Here donec means until.
It introduces the point at which the action of the main clause will stop:
- the teacher keeps the book
- until the student corrects the mistake
Depending on context, donec can sometimes mean things like while or as long as, but in this sentence until is clearly the right sense.
Why are there two nominatives, magister and discipulus?
Because there are two clauses, and each clause has its own subject.
Main clause:
- Magister librum apud se retinet
- subject: magister
Subordinate clause:
- donec discipulus mendum corrigat
- subject: discipulus
So both nouns are nominative because each is the subject of its own verb:
- magister goes with retinet
- discipulus goes with corrigat
Is the word order special here?
Yes, but it is normal Latin-style flexibility rather than something strange.
The sentence is:
- Magister librum apud se retinet, donec discipulus mendum corrigat.
Some points:
- magister comes first as the topic or subject
- librum appears early, before the verb, which is very common
- apud se sits near retinet, helping describe how the teacher keeps the book
- the verb retinet comes at the end of its clause, which is a very typical Latin pattern
- then the donec clause follows
Latin could rearrange this in other ways without changing the basic meaning, for example:
- Magister apud se librum retinet, donec discipulus mendum corrigat.

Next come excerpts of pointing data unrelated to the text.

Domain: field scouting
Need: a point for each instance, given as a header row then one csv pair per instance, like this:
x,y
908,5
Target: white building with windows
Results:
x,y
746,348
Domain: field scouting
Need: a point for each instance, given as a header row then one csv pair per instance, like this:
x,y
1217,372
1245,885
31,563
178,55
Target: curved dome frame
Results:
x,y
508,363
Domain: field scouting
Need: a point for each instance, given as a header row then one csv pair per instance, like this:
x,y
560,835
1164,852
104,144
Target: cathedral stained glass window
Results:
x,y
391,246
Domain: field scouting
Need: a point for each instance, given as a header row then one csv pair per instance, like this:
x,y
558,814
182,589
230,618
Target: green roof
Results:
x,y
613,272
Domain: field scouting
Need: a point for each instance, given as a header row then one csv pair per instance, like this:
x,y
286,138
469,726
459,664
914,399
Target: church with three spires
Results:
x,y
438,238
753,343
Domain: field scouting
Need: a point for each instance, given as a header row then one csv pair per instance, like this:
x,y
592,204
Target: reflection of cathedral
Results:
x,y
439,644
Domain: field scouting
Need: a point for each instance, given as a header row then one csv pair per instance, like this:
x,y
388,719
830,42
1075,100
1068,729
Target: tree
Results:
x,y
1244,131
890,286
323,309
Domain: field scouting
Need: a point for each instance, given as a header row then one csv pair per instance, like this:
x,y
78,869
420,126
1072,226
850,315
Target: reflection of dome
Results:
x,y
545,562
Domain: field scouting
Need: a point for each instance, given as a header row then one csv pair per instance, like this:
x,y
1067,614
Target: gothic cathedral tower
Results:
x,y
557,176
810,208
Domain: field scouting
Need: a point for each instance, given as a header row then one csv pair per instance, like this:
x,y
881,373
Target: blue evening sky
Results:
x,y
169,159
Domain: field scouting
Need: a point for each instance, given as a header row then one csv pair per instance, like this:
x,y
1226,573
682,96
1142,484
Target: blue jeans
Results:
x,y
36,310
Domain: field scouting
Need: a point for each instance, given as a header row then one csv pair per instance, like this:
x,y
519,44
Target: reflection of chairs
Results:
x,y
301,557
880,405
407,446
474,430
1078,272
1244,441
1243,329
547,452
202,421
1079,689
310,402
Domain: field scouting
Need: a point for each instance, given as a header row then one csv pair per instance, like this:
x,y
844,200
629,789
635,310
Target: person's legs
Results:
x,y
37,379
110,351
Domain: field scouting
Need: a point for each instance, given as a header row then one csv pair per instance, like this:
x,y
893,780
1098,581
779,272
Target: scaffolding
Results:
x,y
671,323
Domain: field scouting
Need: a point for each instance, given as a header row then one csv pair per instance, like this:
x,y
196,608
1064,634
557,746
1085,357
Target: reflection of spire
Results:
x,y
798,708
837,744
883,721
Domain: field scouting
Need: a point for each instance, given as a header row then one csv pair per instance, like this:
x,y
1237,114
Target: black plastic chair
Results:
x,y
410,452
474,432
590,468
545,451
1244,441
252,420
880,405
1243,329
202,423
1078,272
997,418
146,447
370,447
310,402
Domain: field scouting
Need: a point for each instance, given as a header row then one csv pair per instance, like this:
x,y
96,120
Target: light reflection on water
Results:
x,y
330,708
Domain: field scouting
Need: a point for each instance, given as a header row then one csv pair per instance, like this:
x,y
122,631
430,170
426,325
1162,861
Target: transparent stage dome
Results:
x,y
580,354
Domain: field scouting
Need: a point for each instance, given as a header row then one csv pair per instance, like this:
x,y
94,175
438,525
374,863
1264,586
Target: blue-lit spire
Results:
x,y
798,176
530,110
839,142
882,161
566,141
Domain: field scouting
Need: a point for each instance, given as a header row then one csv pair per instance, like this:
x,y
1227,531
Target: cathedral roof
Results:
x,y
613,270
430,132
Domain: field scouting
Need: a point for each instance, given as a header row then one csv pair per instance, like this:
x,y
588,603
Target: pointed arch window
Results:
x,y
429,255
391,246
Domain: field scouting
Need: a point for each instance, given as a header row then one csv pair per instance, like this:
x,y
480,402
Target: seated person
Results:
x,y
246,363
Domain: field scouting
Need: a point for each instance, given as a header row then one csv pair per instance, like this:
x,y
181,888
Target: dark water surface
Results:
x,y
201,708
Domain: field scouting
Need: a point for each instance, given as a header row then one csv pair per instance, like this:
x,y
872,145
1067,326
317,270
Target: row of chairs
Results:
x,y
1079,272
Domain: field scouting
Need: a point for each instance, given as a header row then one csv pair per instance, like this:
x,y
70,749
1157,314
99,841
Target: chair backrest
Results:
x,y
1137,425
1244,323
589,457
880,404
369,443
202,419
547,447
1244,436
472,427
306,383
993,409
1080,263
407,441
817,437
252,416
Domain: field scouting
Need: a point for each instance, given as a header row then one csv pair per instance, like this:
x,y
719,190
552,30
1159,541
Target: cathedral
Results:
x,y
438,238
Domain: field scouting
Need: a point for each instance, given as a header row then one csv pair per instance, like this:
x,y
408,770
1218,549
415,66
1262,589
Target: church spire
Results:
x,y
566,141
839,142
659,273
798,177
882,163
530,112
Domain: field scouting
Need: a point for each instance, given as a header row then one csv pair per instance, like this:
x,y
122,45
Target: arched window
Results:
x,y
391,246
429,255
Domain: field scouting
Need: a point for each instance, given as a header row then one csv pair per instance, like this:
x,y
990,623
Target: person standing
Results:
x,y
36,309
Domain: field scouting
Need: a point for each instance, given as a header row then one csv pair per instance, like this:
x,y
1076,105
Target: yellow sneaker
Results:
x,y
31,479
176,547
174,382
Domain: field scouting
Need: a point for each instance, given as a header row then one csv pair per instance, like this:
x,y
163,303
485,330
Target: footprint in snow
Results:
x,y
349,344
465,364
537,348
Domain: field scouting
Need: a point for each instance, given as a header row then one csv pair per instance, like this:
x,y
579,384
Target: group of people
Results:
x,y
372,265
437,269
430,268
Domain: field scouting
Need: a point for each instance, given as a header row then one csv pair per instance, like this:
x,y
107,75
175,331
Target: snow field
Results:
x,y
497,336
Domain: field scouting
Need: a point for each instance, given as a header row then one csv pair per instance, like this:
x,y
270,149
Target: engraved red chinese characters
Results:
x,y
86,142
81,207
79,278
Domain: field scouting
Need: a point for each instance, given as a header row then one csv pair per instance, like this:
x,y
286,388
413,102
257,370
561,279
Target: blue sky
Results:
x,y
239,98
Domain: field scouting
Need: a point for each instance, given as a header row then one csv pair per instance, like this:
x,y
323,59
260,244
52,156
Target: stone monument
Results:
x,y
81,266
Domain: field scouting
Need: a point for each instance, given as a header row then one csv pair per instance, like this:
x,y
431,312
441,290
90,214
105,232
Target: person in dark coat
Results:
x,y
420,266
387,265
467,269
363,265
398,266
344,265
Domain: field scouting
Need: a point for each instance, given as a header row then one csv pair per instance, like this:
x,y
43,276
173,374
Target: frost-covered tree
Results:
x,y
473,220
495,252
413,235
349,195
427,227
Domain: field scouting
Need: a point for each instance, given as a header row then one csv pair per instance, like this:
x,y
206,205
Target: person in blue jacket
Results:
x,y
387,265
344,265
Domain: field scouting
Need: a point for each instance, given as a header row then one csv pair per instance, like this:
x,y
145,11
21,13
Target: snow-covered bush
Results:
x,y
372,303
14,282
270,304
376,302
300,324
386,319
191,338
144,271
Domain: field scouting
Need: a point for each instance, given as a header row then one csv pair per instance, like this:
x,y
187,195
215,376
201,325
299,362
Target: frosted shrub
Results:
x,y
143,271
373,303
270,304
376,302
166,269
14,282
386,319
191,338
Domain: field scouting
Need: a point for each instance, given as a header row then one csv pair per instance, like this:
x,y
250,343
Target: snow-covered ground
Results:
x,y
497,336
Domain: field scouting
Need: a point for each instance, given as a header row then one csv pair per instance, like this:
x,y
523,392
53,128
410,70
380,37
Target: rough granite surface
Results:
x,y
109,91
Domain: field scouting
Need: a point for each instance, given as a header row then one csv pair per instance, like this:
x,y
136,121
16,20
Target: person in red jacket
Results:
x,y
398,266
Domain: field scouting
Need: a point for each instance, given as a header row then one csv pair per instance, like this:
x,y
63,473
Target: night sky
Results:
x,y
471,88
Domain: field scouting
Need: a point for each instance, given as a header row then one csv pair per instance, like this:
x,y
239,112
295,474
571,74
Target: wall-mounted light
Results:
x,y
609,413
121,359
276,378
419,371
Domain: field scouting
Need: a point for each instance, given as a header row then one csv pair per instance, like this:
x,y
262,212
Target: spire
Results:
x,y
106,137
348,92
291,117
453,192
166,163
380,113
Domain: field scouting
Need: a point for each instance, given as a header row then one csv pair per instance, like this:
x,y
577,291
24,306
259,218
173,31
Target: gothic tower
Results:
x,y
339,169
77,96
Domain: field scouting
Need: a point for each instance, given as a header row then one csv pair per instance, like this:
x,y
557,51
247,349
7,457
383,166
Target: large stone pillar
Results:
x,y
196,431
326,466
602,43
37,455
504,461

The original order is simply a natural and clear one.
Could apud se be replaced by secum?
Not without changing the nuance.
- secum = with himself, often in the sense of accompaniment
- apud se = with him / in his possession / at his place
In this sentence, the idea is possession or custody, so apud se is better.
Compare the feel:
- secum might suggest carrying something along with oneself
- apud se retinet suggests keeping something in one’s own hands or keeping hold of it
So apud se is the more idiomatic choice here.
Does donec always take the subjunctive?
No. Donec can take either the indicative or the subjunctive, depending on the meaning and how the writer presents the action.
A simple rule of thumb:
- indicative: the limit is presented more as a fact
- subjunctive: the limit is presented as anticipated, intended, or still pending
In this sentence, the correction is the awaited condition for returning the book, so the subjunctive corrigat is very natural.
Why doesn’t Latin use an infinitive after donec, like English sometimes does?
Because Latin normally expresses until with a full clause, not with an infinitive.
English can say things like:
- He kept the book until correcting the mistake
- though even in English that sounds less natural than until the student corrected the mistake
Latin strongly prefers a clause with a finite verb after donec:
- donec discipulus mendum corrigat
That is the standard Latin way to express the idea.
Is the comma important?
Not for the grammar itself.
Ancient Latin manuscripts did not use punctuation the way modern printed texts do. The comma here is a modern editorial aid to show the boundary between:
- the main clause
- the donec clause
So it helps the reader, but it is not something the grammar depends on.